TORONTO (Reuters) - A man described by prosecutors as the leader of a group that planned al Qaeda-style bombings of Toronto landmarks in 2006, pleaded guilty on Thursday to bomb charges, the fifth member of the so-called “Toronto 18” group to have admitted guilt or to have been found guilty.
Zakaria Amara, 23, of Toronto, pleaded guilty in a Brampton, Ontario, court to charges of participating in the activities of a terrorist group and planning explosions likely to cause serious bodily harm or death, Canada’s public prosecutor said in a statement.
He was one of a group of 18 men and youths arrested in a police sting three years ago.
The group allegedly tried to buy three tons of explosives from undercover police officers, and planned to use truck bombs and remote detonators in a plot similar to the July 2005 London Underground bombings.
Prosecutors say members of the group had hoped the attacks — targets included a military base, the Toronto Stock Exchange, and the Toronto offices of Canada’s spy agency — would prompt Canada to pull its military out of Afghanistan.
Since the arrests, charges against seven members of the group were dropped, which initially sparked media speculation that authorities had overstretched to lay high-profile charges with little hard evidence.

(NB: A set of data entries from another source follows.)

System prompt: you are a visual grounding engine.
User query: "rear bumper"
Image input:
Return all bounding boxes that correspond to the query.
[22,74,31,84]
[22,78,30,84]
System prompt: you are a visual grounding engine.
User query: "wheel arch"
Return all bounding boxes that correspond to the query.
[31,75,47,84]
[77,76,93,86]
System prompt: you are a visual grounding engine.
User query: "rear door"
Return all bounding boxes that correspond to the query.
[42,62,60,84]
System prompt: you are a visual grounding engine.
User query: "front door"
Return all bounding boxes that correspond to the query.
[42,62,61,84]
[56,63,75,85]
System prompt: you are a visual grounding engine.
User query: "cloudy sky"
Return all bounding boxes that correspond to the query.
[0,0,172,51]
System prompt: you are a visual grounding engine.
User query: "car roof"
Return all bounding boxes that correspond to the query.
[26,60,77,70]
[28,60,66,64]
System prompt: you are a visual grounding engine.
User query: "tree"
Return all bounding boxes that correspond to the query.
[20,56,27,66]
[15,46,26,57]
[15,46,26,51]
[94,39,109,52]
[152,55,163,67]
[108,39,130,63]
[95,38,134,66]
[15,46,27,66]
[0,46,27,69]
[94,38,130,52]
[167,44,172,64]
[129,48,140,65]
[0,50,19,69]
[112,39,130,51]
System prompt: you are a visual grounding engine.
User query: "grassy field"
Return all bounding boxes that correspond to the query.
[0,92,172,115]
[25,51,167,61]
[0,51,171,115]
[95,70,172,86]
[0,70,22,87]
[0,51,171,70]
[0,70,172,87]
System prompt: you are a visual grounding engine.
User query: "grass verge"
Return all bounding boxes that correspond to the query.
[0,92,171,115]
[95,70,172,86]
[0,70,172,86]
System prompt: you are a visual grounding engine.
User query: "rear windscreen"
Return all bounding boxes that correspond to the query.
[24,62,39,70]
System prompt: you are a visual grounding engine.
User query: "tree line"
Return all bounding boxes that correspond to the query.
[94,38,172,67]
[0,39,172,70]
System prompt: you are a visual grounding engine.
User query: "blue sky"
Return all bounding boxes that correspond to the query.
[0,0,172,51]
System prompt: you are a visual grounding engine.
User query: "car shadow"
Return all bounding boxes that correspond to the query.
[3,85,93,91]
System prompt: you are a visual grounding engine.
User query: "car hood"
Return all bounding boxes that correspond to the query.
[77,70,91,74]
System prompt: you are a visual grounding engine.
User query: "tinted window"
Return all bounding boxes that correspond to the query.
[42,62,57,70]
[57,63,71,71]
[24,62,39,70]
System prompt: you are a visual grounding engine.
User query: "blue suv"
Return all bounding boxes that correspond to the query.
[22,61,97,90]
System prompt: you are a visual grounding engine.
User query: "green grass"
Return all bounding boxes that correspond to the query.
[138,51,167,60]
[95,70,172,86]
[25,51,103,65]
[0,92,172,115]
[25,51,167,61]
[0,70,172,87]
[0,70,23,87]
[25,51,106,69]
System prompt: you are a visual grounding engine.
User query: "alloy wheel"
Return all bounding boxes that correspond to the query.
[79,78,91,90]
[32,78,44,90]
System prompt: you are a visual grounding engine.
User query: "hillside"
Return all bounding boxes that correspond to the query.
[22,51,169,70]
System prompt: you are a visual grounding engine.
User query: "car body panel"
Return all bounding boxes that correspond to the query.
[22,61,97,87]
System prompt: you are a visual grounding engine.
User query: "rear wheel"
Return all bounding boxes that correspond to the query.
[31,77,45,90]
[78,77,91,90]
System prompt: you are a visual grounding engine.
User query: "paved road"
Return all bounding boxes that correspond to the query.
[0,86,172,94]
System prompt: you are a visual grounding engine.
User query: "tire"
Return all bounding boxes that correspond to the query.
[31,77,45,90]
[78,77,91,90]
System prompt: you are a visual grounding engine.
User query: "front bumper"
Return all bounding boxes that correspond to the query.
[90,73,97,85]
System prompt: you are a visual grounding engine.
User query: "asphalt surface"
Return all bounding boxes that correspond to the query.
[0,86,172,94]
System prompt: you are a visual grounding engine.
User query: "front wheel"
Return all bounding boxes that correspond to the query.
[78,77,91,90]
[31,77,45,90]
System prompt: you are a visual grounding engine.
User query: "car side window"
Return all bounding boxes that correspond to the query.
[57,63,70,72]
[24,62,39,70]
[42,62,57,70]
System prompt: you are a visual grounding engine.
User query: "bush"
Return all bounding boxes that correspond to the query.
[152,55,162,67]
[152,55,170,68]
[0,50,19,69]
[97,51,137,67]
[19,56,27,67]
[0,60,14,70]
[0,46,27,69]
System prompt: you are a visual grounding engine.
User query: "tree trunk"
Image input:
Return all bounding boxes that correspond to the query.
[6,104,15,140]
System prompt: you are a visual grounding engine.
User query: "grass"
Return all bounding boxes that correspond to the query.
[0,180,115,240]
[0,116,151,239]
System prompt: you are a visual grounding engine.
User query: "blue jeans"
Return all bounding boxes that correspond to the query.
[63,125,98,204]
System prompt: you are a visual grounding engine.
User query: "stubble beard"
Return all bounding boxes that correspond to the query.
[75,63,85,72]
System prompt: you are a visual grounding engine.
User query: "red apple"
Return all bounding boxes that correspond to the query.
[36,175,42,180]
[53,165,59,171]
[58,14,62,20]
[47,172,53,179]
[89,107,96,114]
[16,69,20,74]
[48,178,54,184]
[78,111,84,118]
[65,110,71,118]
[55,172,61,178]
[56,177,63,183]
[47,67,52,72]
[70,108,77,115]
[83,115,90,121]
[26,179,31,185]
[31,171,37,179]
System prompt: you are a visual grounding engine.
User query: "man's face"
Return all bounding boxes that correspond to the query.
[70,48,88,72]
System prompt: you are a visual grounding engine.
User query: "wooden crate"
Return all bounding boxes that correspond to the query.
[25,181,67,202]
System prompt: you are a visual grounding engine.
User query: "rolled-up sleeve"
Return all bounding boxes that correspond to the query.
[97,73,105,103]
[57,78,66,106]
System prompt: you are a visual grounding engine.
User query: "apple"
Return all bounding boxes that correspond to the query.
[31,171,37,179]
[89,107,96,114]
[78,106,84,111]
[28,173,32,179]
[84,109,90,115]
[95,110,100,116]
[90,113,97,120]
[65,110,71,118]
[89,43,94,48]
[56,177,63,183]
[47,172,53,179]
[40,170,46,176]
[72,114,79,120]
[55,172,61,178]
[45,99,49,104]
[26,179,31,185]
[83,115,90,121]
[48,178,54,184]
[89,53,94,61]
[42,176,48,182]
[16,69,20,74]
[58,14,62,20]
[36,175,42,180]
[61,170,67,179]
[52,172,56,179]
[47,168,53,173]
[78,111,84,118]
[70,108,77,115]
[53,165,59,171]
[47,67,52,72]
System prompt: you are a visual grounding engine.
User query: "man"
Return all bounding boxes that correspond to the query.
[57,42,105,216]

But five others have since either entered guilty pleas or been convicted. Two of these have received custodial sentences ranging from two to seven years, after receiving credit for time served.
Reports say that Amara is expected to face a stiffer sentence due to his leadership role in the group.
The Globe and Mail newspaper said on Thursday that Amara will face life in prison, with little leniency likely to be shown.
His guilty plea came as a surprise, as he had previously pleaded not guilty to the charges.
Trials for the remaining six accused have yet to begin.